On the bright side, I started reading Sara's YA novel "Sweethearts", and it's excellent. I'm only about halfway through, but it's really hard to put down. I was up a bit too late reading it, I must confess. I really identify with the main character in the story, as she has lost weight yet is struggling with old eating habits when new stresses come into her life. That's me, especially this week with the knee thing going on. I rely on my activity points to be able to eat enough to not feel deprived, and I'm really scared about what might happen when I don't have them. So far this week it's been a struggle. I'm staying within my points, but it's not easy. Anyway, like Jenna/Jennifer in "Sweethearts", I am wondering who I really am - the old me or the new me? I know I've changed a lot, but I still struggle with the food issues and probably always will. One thing I know for sure: I do not want to go back to who I was before. I was miserable, and the new me knows that it's worth it to put forth the effort to stay thin. Besides, my knee will get better soon hopefully in a week or two) and then I can get back to exercising. See, that's the new me talking - I want to exercise! Definite evidence of change, for which I'm really grateful.

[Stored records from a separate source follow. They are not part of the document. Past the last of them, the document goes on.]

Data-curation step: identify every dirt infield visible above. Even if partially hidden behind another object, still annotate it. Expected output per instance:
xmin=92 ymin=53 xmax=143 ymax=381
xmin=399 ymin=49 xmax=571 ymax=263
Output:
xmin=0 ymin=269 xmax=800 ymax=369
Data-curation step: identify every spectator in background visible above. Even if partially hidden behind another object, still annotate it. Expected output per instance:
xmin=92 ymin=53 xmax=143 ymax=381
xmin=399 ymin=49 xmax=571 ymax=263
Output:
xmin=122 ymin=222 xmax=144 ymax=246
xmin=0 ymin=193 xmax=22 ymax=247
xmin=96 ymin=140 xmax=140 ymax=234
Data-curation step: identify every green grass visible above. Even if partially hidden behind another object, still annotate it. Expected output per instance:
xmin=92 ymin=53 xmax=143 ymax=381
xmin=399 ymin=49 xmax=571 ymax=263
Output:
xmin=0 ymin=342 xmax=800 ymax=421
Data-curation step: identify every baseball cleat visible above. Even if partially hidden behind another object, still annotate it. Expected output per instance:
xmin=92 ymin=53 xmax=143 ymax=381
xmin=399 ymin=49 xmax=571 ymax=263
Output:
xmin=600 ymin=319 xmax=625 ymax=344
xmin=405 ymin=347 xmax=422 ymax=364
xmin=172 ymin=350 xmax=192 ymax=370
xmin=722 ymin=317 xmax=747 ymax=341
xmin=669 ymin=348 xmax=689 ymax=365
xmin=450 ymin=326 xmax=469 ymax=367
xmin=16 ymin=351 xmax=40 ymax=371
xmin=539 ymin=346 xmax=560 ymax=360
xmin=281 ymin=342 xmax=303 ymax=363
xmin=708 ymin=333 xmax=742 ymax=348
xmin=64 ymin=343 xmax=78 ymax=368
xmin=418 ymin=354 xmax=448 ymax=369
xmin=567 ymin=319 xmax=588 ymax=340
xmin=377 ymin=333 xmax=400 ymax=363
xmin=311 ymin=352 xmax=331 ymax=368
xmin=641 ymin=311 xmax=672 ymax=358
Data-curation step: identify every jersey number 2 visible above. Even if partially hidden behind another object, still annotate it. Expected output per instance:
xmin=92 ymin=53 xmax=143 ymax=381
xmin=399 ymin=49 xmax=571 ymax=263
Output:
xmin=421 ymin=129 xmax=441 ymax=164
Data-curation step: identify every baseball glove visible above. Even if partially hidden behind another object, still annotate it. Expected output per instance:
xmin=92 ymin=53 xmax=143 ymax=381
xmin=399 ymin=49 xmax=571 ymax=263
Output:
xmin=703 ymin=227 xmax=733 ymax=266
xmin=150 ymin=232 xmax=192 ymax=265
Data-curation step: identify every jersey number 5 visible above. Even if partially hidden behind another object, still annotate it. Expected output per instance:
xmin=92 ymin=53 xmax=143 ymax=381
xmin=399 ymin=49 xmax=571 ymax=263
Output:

Thanks, Sara, for your book.

2 comments:

Hunca Munca said...

Sorry about your knee. I rely on exercise too - to feel good, eat more that I want, etc. - and I know it sucks not to be able to.

Something about the snow that fell Monday was evil - the roads were worse than I've EVER seen them last night and today. Ugh. And more coming tonight...

I've been having a bummer week too. Our video camera crashed last night and we lost all our Christmas videos with the train table and everything. :-( Boooo.

Hope things start looking up soon.

Sara Z. said...

It's funny - the eating issue is kind of a side issue of the book, and there is no mention of it on the jacket copy or anything, but it was a big part of the writing and making her character. And so personal, too!

Anyway, yeah, the plows. They seemed very few and far between and it is still slush city out there. I'm so ready for this winter to be over!